The industry should not shy away from terms like “synthetic diamond” if both parties know they are talking about a diamond created in a machine. If there is any doubt, the “created” and “grown” qualifiers explicitly state a gemstone’s origin and leave much less room for interpretation than both “synthetic” and “cultured” … 

Regardless of what term someone prefers, this is what ultimately matters:

1. All parties know it is a real diamond (not an imitation, CZ, etc.).

2. All parties know it was not mined.

Another issue recently raised is if a synthetic diamond is “better” than a mined diamond. That is very subjective and is best left up to the buyer of a given diamond to determine. Whether mined or grown, they are both ultimately cubic carbon with a hardness of 10, RI of 2.42, etc. Cut and clarity are very much up to the discretion of the cutter, so origin of the carbon here is a draw. Lab-grown whites are Type IIa, while around 2 percent of mined diamonds are IIa. That means at an atomic level most lab-whites have less nitrogen than most mined-whites. Is that relevant to most people? I would say no. Is a CVD-grown IIa I-L color (most CVDs >.7ct) “better” than a mined-Ia G color, all else being equal? The average consumer would probably say no. Is a CVD-grown, HPHT-color-treated (most CVD is color enhanced) G “better” than an HPHT-grown untreated G or a mined Ia untreated G, all else being equal? I’ll leave that to the buyer to decide.

Lab-grown diamonds do use a modest amount of electricity and resources. Mining operations use lots of fossil-fuel powered equipment to move and process massive amounts of earth. Looking strictly at power and environmental impact, lab diamonds have less of a negative impact than mined diamonds. Less impact is generally better than more impact, but is not the same as no impact or direct positive improvement to the environment.

It is also true, lab-grown diamonds do not have the social, labor, conflict, or environmental issues that can come with some mined diamonds. Comparatively though, the mining industry provides jobs, education and many other resources to developing nations. Which is better? Again, I’ll defer to the buyer. 

Lab-grown diamonds may not be the best fit for every vendor and customer, just as mined diamonds are not the best fit for everyone either. They are not going away, though, so my recommendation is to see if and how they might fit within your product lineup.

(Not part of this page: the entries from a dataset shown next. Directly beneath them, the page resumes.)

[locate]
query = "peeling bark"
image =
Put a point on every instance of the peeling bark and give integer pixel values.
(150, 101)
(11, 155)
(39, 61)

Franklin also suggests that, in the future, sales channels could add a designation of “C” (the fifth C?) for “creation,” or possibly “origin,” which could state “lab” or “nature.” I don’t think we are at the point yet, but we may be eventually.

And for an alternate view on some of these topics, see this submission to the Federal Trade Commission, from Gemesis president Suraj Mehta.

UPDATE: Cecilia Gardner of the Jewelers Vigilance Committee phones in to say that the FTC has found that for the word “cultured” to be used, it must immediately precede (or be preceded by) the terms “man-made,” “(producer)-created,” “lab-grown,” or “synthetic.” Presently you cannot use the words “cultured diamond” alone to describe a lab-grown diamond.